“Drop it, I say!” said the colonel, peremptorily. They heard a gritting of teeth from behind the mask as the duke closed the razor and dropped it on the floor. Still covering his accomplice, the colonel put his foot on the weapon. “Thanks, old chap!” he said, pleasantly. At that very moment he could have capitalized the gratitude of the ten prisoners at many thousands.

“Fool!” came in a husky whisper.

“Oh, now! I say!”

“What's the difference between twenty years in the pen and twenty seconds in the electric chair? I myself prefer the chair. But I'd rather cut their throats and keep out of danger. I tell you, it's tempting Providence to leave these men—”

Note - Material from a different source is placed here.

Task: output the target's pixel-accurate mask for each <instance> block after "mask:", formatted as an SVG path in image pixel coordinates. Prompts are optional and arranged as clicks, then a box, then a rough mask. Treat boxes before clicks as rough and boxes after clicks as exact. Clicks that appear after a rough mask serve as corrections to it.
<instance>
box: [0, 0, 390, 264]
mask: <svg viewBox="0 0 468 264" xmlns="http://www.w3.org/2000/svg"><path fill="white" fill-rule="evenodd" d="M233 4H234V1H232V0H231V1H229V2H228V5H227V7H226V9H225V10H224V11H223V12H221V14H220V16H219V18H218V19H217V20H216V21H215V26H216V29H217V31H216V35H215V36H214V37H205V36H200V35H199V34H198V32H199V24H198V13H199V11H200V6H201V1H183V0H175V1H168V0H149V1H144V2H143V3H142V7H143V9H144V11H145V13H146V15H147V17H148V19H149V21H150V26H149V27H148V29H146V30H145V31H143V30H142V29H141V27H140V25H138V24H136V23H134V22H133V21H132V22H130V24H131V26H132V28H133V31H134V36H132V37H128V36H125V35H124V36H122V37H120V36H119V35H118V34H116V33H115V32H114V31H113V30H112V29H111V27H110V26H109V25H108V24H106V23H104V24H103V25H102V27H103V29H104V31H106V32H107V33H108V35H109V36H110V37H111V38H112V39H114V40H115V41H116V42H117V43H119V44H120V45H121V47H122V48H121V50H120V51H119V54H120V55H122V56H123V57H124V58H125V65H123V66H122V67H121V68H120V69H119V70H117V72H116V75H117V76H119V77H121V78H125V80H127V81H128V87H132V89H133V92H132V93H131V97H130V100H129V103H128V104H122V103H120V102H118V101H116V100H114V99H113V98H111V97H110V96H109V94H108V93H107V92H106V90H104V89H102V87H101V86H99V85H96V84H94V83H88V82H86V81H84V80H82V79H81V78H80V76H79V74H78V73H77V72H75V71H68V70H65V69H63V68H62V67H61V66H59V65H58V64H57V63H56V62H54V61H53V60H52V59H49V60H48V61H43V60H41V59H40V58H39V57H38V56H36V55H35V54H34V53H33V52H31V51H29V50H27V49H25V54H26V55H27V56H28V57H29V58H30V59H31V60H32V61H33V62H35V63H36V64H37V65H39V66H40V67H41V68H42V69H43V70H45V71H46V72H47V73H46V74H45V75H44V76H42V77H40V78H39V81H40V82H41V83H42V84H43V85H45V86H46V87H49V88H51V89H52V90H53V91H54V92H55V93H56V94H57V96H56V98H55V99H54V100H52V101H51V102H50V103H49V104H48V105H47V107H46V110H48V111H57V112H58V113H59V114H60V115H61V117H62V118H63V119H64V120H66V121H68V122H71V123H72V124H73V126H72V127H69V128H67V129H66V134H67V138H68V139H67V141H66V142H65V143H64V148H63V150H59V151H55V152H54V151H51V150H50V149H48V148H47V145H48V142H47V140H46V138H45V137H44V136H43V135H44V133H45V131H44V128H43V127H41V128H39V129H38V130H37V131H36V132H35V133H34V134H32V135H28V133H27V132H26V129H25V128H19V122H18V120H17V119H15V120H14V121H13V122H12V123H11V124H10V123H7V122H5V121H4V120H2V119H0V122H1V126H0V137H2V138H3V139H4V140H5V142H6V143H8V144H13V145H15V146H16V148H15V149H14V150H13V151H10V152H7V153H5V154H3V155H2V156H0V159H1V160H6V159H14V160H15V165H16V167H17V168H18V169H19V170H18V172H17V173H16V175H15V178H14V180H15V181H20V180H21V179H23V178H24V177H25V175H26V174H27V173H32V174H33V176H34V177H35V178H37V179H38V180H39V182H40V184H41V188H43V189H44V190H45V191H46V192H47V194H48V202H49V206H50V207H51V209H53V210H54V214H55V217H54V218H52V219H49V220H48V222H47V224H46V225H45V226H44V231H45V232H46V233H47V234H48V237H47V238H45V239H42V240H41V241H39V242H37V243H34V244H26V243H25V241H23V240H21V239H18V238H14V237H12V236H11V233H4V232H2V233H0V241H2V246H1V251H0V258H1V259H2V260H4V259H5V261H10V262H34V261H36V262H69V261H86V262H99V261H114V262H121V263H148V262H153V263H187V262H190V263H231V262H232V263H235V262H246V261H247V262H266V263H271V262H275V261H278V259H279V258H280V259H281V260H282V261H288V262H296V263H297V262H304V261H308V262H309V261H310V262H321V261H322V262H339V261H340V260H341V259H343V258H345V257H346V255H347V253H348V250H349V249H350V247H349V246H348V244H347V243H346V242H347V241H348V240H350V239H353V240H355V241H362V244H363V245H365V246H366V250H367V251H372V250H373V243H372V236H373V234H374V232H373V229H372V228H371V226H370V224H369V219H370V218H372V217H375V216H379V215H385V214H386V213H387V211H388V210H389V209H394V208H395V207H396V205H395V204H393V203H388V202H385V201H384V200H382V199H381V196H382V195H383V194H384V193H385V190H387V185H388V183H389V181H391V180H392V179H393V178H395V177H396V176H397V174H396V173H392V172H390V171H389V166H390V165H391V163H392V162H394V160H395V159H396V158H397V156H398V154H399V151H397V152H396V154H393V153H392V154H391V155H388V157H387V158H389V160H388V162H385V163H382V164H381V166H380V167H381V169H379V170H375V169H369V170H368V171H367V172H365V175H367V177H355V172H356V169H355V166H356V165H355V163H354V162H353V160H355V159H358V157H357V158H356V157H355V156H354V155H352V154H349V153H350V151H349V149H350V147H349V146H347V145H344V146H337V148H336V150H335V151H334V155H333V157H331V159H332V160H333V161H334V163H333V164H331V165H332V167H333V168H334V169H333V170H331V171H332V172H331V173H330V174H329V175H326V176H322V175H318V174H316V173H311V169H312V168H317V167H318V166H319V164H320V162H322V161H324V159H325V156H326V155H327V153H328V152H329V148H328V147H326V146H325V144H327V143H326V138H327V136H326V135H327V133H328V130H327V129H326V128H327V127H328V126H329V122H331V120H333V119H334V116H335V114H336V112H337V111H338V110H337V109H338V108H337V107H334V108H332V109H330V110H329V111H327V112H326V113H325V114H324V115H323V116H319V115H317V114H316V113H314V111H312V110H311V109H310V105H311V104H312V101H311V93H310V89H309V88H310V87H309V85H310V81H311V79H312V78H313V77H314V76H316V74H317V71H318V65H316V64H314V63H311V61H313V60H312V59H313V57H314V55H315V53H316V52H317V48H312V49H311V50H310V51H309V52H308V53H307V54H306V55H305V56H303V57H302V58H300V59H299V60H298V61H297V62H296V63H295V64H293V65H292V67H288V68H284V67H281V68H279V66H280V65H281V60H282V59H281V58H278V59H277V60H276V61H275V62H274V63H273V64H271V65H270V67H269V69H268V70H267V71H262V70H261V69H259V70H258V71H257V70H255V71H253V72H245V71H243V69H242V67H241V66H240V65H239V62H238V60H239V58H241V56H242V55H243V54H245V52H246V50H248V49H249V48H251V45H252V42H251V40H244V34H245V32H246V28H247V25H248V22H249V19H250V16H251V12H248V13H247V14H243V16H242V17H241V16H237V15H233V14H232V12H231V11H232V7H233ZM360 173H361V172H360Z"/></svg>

“Is it as much as twenty years, old fellow?” queried the colonel, obviously perturbed.

The duke nodded.

“I say, gentlemen, I don't want to stay twenty years indoors, you know. Really, it's not a pleasant thought. What? If I give you your lives you must not take away my liberty. So I will go out now and leave you here with my friend, unless you promise not to tell the police anything that will serve as a clue and yourselves do nothing to harm us. If you will act like gentlemen I'll undertake to prevent my friend here from severing your respective jugulars. Nod for 'Yes' and shake your heads for 'No.' Promise not to talk?”

Ten heads nodded vehemently.

“Come, old chap; you must take their words. Gentlemen, you will be released this evening without fail. We must have time to leave New York. Avoid the reporters as you would the plague. It would not be wise to publish the facts! Think of it—the heads of the great firms! In parting from you, gentlemen, I wish to thank you in behalf of the Plunder Recovery Syndicate, to the success of whose operations you have in this instance so generously contributed. Gratitude surely is not incompatible with business methods. Gentleman, again I say, Thank you kindly, and— why not?—au revoir!

And that was the last the captives saw of the man who, on behalf of the Plunder Recovery Syndicate, had reduced the holdings of pearls and trinkets of New York's most famous jewelers by a trifle over one million dollars' worth.